Zaniepokojeni mieszkańcy Młynar, małej gminy w Polsce, zgłaszają narastający problem z wilkami, które coraz śmielej podchodzą do ich domostw. Jednym z ostatnich incydentów było niespodziewane najście na gospodarstwo w Zastawnie, gdzie młodziutki byczek padł ofiarą brutalnego ataku dużej samicy wilka.
Atakujący drapieżnik wyrządził tak poważne obrażenia młodemu zwierzęciu, że konieczne okazało się jego uśpienie. Wydarzenie miało miejsce w środku dnia, około 14. Zdzisław Marszałkiewicz, właściciel gospodarstwa, opowiada jak to on i jego małżonka poczuli, że coś jest nie tak, gdy krowy zaczęły wydawać głośne odgłosy. Marszałkiewicz szacuje swoje straty na 2 tysiące złotych i z niepokojem zastanawia się nad bezpieczeństwem swoich zwierząt oraz potencjalnym ryzykiem kolejnych ataków ze strony wilka, który często jest widywany w pobliżu.

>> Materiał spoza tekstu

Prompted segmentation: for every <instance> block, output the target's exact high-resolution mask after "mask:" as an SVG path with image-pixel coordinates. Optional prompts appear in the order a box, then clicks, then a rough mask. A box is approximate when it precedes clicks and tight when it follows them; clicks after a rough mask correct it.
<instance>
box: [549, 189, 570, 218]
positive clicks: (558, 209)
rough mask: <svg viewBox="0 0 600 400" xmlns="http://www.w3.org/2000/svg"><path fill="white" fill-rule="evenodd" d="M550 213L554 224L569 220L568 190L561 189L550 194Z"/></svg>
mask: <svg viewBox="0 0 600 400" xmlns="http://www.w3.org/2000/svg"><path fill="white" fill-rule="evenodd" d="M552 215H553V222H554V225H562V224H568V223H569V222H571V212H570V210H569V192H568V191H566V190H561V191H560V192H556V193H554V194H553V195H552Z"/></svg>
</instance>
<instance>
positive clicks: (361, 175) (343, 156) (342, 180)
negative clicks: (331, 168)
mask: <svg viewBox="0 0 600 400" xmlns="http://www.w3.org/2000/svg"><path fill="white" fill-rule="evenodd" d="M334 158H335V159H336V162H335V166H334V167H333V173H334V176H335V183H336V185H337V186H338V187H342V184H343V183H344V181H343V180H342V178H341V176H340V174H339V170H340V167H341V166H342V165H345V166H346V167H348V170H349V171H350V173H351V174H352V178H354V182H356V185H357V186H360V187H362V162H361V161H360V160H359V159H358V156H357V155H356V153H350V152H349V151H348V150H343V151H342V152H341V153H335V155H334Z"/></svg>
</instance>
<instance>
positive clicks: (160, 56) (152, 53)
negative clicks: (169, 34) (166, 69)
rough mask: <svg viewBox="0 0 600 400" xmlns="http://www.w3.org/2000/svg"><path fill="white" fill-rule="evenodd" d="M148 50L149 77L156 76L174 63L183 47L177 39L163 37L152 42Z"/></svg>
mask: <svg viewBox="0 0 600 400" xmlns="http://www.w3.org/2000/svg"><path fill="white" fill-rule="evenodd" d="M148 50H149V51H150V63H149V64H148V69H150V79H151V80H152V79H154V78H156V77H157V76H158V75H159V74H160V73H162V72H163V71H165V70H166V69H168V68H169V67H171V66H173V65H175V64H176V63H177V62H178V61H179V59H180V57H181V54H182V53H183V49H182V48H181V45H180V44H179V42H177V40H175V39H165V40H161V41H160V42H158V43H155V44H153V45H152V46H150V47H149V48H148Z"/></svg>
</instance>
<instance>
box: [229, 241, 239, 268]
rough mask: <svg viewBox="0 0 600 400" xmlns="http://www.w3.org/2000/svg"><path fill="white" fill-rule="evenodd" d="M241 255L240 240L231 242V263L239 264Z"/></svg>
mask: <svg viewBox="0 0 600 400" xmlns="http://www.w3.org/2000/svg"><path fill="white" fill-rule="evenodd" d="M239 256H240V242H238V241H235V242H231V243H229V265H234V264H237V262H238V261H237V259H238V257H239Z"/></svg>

Ten incydent to już jedenasty zaatakowany przez wilki przypadek w ciągu ostatnich trzech lat. Renata Bednarczyk, burmistrz miasta i gminy Młynary, zauważa, że od kilku lat aktywność wilków w ich gminie znacząco wzrosła. Pierwszy tak drastyczny przypadek miał miejsce w 2020 roku.
Aleksandra Krzysztoń-Rzodkiewicz, zastępca dyrektora Regionalnej Dyrekcji Ochrony Środowiska w Olsztynie, potwierdza, że wilki w województwie warmińsko-mazurskim coraz częściej pojawiają się w pobliżu gospodarstw domowych i atakują zwierzęta. Zaznacza jednak, że Skarb Państwa ma procedury dla takich sytuacji, obejmujące odszkodowania za szkody wyrządzone przez kilka gatunków zwierząt, w tym wilka. Zgłoszenie takiej szkody powinno nastąpić nie później niż w ciągu dwóch dni roboczych do Regionalnej Dyrekcji Ochrony Środowiska. Po zgłoszeniu, pracownik instytucji ma siedem dni na ocenę sytuacji i oszacowanie szkody.